Suddenly I realized she would always live with a missing piece.
She would carry unreachable memories locked forever in her mind, her bones, her heart. How does a child manage such an unknown? She needed a way to think about the first year of her life, so I began imagining a journey for her—something beyond that basket balanced on a step and the rows of cribs in a plain room. I wondered about our own journey to find her and how the two were linked. Then one night in our yard she looked up at the sky and said her first English word, “Moon!” with a joy that made me believe they had been dear friends from the very first day of her life.
What else in China could have made an impression that still lingered in her memory? I looked around her room at the things she loved best. Who’s to say a turtle, a peacock, a monkey, a panda, and a fish weren’t part of her early life? I saw how a rice basket, like the one that held her toys, could carry a baby down a river from claw to paw to wing. I wrote it down.

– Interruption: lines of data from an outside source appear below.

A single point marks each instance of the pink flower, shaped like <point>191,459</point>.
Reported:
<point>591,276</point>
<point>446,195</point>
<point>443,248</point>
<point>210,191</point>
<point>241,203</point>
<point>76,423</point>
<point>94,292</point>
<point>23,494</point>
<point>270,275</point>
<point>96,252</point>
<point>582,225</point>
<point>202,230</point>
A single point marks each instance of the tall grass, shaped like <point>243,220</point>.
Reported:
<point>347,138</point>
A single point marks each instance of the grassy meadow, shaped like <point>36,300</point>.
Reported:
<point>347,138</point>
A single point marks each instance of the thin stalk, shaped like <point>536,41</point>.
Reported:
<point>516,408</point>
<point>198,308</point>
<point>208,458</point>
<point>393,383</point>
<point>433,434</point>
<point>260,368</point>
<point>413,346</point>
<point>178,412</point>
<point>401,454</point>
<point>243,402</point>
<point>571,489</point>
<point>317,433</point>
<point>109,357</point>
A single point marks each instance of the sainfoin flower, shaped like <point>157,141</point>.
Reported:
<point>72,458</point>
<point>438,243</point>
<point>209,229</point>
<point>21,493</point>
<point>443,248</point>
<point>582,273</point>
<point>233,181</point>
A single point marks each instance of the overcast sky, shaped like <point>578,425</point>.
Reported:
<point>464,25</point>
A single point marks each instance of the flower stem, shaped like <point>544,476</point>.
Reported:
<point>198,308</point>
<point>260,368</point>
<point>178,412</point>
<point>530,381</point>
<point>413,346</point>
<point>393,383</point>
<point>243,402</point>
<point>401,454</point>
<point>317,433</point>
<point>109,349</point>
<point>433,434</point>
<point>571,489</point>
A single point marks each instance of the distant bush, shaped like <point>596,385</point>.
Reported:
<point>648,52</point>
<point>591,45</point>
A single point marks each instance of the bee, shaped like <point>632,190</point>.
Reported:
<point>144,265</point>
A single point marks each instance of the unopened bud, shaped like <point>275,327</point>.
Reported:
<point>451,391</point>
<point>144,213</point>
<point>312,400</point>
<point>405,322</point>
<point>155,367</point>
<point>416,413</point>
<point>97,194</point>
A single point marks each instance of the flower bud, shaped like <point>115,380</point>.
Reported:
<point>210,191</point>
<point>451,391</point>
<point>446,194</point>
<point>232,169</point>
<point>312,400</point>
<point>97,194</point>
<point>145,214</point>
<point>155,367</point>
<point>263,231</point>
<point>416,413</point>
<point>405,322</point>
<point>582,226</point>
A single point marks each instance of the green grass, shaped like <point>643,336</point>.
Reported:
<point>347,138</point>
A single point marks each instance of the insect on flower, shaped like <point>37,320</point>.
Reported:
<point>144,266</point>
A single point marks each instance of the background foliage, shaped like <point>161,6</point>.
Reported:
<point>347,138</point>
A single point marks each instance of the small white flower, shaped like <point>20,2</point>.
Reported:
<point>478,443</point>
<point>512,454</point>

My first picture book, Sweet Moon Baby: An Adoption Tale, was published by Alfred A. Knopf in 2010. With that, I became an author, a dream from my own childhood. What began as an answer for her ended up being an answer for me, too.
Journeys lead to journeys in unimagined ways.
After I read the book during a school visit, an adopted Chinese kindergarten girl announced: “I’m the real Sweet Moon Baby.” I understood it was an answer for her mysterious journey, too.
And it all started with one baby found on a summer night in China.